Viele indigene Völker haben erfolgreich ihr Land verteidigen können oder – wie im Fall isoliert lebender Gemeinden – erlebt, wie es durch die Unterstützung von Außerhalb geschützt wurde. Survival selbst hat hunderte, konkrete Erfolge selbst erwirkt oder zu ihrer Absicherung beigetragen: Land wurde anerkannt; Holzfäller, Missionare oder Siedler wieder ausgewiesen; vertriebene indigene Völker konnten auf das Land ihrer Vorfahren zurückkehren. Zwei wichtige Beispiele, die ohne Survival nicht möglich gewesen wären, waren die Sicherung des Yanomami-Landes in Brasilien (dem größten Regenwaldgebiet der Welt unter indigenem Schutz) und die Verpflichtung der botswanischen Regierung darauf, ihre Politik der Vertreibung der Buschleute von ihrem Land rückgängig zu machen.

Wir spielten auch eine Schlüsselrolle beim Stopp industrieller Ausbeutung in vielen indigenen Gebieten: Beim Abbau von Bauxit in Niyamgiri in Indien, bei Kontakt-Expeditionen zu den Sentinelesen und bei der geplanten Zwangs-Umsiedlung der abgeschieden lebenden Jarawa. Es ist eher unwahrscheinlich, dass die Sentinelesen oder die Jarawa überlebt hätten, wären diese Vorhaben nicht gestoppt worden.

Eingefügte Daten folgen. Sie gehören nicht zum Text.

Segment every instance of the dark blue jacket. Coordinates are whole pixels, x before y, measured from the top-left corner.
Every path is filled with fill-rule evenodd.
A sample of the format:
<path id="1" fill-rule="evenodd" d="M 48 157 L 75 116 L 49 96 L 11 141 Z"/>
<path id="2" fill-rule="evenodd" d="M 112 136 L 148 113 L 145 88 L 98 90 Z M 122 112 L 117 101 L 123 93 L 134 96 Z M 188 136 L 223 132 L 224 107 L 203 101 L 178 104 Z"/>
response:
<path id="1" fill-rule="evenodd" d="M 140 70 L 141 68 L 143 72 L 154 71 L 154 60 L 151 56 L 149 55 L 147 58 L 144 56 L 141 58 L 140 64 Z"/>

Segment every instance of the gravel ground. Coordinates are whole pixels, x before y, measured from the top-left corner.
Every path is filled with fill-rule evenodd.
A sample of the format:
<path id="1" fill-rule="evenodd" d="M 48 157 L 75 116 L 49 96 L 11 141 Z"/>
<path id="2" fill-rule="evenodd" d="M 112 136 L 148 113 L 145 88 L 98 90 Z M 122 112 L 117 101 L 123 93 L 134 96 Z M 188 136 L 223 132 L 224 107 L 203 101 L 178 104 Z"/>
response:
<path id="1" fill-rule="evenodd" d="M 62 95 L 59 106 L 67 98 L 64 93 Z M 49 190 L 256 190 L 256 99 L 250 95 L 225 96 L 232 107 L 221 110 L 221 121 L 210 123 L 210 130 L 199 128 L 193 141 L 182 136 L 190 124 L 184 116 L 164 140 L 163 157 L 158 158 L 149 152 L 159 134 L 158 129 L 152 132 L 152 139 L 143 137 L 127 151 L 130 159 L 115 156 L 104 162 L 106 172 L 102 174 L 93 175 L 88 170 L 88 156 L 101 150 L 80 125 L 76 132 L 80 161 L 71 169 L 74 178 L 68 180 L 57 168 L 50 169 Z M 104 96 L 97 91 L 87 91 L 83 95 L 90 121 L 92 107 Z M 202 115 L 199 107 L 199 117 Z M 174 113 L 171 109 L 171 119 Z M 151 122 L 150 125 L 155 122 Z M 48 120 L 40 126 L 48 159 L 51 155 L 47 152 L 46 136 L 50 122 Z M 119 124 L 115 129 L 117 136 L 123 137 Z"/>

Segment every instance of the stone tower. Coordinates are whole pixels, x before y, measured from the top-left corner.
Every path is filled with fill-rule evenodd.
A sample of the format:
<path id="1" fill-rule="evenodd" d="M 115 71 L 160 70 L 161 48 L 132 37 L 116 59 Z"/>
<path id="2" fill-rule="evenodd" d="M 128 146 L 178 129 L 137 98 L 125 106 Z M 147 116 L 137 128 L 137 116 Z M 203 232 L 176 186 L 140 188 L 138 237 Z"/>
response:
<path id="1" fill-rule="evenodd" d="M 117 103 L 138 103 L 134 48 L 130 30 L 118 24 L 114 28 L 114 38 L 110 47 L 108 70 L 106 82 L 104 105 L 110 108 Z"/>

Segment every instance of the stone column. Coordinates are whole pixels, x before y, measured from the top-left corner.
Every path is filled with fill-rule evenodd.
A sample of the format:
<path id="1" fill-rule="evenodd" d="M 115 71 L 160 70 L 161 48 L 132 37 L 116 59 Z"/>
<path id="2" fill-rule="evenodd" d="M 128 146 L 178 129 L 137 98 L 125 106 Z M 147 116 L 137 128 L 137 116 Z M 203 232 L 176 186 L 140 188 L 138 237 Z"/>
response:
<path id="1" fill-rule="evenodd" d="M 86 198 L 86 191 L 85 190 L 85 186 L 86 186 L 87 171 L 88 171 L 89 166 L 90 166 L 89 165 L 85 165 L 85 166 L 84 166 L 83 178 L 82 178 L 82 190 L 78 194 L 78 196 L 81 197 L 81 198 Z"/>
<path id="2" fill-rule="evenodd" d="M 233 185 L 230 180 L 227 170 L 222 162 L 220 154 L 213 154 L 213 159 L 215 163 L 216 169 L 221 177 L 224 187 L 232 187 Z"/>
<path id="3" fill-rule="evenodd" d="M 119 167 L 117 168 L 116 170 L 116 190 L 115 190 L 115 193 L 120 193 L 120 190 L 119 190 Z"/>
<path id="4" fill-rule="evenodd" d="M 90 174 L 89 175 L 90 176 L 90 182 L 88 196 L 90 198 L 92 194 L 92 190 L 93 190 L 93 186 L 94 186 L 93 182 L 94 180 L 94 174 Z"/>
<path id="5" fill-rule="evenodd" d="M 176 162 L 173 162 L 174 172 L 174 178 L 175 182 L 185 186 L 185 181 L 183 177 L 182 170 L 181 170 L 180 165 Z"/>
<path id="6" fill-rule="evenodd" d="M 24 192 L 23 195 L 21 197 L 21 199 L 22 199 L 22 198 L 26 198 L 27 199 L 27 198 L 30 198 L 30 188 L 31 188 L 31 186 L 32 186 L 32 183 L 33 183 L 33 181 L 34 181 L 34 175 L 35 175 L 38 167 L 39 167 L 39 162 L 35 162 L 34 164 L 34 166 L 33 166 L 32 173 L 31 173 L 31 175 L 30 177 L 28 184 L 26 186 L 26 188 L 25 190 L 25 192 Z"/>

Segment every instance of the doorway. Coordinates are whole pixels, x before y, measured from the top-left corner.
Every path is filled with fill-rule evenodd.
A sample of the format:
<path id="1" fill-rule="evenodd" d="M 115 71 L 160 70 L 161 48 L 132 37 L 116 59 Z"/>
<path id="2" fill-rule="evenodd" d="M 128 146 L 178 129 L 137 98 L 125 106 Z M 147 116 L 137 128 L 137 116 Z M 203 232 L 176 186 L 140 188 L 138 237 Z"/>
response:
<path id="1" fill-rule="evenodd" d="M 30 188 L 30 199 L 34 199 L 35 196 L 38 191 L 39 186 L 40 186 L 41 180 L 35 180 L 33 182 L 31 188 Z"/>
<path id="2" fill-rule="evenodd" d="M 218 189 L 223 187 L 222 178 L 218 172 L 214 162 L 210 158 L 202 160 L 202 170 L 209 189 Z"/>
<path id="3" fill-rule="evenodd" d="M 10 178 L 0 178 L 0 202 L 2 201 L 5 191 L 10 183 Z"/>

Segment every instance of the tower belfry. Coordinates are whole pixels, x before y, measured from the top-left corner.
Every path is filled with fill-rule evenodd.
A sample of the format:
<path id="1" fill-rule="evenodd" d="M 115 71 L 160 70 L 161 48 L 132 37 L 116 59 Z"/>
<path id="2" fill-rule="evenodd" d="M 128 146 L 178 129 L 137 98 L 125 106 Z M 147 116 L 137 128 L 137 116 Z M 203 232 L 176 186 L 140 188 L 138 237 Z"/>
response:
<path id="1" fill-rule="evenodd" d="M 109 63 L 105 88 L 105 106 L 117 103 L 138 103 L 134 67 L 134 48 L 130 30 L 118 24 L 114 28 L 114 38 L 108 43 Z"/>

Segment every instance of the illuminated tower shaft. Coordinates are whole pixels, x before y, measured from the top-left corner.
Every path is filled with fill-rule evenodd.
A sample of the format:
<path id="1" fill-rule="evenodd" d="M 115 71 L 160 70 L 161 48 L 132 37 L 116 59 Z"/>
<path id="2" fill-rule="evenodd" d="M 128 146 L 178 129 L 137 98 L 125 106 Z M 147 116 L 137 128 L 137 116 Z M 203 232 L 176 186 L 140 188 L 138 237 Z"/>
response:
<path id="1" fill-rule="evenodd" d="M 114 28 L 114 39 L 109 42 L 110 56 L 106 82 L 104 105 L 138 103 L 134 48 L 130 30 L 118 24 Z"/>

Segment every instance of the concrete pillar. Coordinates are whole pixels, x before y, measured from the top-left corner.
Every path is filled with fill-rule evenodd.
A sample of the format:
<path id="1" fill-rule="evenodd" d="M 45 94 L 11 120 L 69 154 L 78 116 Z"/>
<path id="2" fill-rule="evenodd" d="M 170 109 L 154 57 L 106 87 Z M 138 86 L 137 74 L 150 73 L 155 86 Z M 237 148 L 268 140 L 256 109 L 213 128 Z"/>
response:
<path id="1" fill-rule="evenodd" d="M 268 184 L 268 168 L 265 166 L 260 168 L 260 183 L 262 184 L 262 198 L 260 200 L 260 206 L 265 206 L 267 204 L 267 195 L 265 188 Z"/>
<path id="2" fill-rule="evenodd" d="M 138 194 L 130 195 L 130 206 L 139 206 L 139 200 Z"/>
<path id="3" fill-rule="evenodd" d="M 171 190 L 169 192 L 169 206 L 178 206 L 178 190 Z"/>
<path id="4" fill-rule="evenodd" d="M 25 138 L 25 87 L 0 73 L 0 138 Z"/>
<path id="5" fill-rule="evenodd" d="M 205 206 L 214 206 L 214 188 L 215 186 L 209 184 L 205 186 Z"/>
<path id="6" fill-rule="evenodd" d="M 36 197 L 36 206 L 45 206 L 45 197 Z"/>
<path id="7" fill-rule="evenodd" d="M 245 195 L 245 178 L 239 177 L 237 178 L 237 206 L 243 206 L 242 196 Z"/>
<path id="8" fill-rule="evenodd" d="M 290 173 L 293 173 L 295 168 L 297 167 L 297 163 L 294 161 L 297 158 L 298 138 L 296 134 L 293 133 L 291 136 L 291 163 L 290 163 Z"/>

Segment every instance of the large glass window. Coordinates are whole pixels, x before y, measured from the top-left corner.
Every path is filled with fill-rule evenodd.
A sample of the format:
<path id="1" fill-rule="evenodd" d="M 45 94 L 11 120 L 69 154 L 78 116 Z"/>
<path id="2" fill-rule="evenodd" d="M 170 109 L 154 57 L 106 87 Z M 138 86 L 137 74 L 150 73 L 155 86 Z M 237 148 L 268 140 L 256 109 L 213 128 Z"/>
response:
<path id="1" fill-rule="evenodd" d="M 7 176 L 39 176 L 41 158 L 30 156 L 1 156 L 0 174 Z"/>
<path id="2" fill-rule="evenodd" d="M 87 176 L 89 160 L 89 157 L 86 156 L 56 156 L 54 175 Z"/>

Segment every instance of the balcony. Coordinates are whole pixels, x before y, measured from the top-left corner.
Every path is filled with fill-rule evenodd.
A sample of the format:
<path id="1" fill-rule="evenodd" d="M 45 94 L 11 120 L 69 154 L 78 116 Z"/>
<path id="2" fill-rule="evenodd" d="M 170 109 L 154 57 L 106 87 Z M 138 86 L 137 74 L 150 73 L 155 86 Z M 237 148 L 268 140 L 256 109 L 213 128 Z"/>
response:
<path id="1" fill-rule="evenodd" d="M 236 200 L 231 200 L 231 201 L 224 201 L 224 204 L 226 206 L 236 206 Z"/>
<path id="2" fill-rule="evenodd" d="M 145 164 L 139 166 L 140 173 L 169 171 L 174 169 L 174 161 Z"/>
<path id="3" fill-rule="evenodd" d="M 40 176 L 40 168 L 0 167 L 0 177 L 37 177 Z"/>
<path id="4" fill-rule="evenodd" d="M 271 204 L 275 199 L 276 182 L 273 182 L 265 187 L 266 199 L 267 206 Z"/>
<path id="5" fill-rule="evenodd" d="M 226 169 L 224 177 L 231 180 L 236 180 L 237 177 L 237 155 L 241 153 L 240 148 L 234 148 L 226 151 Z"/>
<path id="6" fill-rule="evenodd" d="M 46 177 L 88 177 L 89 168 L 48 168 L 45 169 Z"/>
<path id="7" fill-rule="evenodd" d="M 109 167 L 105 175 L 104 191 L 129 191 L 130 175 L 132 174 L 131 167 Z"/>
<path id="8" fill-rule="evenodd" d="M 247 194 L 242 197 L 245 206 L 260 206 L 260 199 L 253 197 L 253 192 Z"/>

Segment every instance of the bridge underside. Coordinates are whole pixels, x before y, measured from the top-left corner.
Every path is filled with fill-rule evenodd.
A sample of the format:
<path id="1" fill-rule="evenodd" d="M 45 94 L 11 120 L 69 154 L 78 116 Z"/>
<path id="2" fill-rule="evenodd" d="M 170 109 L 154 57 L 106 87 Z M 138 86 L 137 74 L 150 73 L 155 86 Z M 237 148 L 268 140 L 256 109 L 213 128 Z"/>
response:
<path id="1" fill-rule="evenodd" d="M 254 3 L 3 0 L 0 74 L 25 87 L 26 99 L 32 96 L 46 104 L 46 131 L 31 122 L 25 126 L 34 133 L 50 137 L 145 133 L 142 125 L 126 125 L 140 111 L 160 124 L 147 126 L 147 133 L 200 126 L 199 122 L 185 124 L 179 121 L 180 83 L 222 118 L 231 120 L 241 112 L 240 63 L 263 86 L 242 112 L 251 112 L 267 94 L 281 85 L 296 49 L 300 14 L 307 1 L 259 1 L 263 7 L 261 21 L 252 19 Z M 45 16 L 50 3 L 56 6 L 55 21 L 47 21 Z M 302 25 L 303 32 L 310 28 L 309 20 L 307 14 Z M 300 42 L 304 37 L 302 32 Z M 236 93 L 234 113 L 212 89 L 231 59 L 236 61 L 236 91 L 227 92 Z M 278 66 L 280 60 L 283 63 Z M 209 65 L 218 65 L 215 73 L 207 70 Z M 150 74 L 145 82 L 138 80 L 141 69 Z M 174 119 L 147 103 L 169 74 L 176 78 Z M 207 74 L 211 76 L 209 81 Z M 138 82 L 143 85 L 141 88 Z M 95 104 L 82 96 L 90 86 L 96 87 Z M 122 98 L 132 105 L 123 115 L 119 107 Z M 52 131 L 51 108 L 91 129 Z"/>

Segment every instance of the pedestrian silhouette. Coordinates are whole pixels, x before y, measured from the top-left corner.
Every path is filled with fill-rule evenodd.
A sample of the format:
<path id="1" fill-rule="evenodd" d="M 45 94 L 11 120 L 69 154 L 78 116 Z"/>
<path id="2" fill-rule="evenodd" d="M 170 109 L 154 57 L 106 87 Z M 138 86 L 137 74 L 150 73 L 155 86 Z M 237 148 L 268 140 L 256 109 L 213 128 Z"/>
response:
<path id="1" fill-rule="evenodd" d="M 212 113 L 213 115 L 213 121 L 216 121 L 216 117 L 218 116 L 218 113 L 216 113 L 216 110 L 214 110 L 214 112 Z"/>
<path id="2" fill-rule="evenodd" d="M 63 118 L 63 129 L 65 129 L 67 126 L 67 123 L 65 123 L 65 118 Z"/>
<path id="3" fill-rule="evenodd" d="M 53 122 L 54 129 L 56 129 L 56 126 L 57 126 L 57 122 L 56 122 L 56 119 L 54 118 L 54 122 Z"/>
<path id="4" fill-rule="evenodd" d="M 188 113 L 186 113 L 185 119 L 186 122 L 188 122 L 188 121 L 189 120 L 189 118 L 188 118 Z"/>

Hartnäckig hinterfragt Survival den rassistischen Stereotyp über den „brutalen Wilden“, der zudem angeblich vor dem unvermeidbaren Aussterben steht. Diese Arbeit hat die Darstellung von indigenen Völkern deutlich verbessert, wobei es noch viele Hindernisse zu meistern gibt.

Das Recht

Sowohl internationale als auch verschiedene nationale Normen und Rechte wurden zu Gunsten von indigenen Völkern verändert. Eine Amerikanische Erklärung über die Rechte indigener Völker wurde von der Organisation Amerikanischer Staaten (OAS) im Jahre 2016 adoptiert und eine gut gelungene Erklärung der Vereinten Nationen zu demselben Thema (UN-Erklärung über die Rechte indigener Völker, UNDRIP) wurde im Jahre 2007, nach jahrzehntelanger Diskussion, verabschiedet. Vier Länder stimmten anfangs dagegen: Die USA, Kanada, Australien und Neuseeland. In diesen vier Regionen der Erde wurde die indigene Bevölkerung in die Armut getrieben und dabei zu großen Teilen getötet. Schließlich akzeptierten aber auch sie, dass UNDRIP gekommen war, um zu bleiben. 1989 wurde zudem die einschlägige internationale Konvention ILO 169 aktualisiert, um auf die Probleme besser einzugehen. Die Ratifizierung dieser wichtigen Konvention durch Spanien im Jahre 2007 fußte vor allem auf der Arbeit von Survival. Von selbst ändern Gesetze und Richtlinien nichts, aber sie setzen Bezugspunkte und können ein Motor für sich wandelnde Einstellungen werden.

Die Zukunft

Einen Blick in die Kristallkugel zu werfen ist oft müßig und sehr wenige der bewegenden Ereignisse der Weltgeschichte wurden tatsächlich vorausgesehen.

Ich weiß nicht, was die Zukunft bringen wird, aber solange es kein weit verbreitetes Töten oder drakonische staatliche Repressalien gibt, ist die Wahrscheinlichkeit hoch, dass die Rechte indigener Völker zunehmend Anerkennung finden werden. Ihre Rolle sowohl bei der Verteidigung ihres eigenen Landes als auch beim Umweltschutz im Allgemeinen wird in der Welt zunehmend anerkannt. Obwohl ihr tiefes Verständnis für ihre Umwelt oft durch eine andere Sprache als die der westlichen Wissenschaft ausgedrückt wird, könnte und sollte es von einer Welt mit offen Armen begrüßt werden, in der Menschenrechte und Nachhaltigkeit wieder ins Zentrum rücken. Das wäre ein großer Schritt in die richtige Richtung, sowohl für indigene Völker als auch für die Natur und die gesamte Menschheit. Artenvielfalt ist für das Wohlbefinden aller entscheidend, genauso wie menschliche Vielfalt, welche heute auf der ganzen Welt größtenteils durch indigene Völker repräsentiert wird.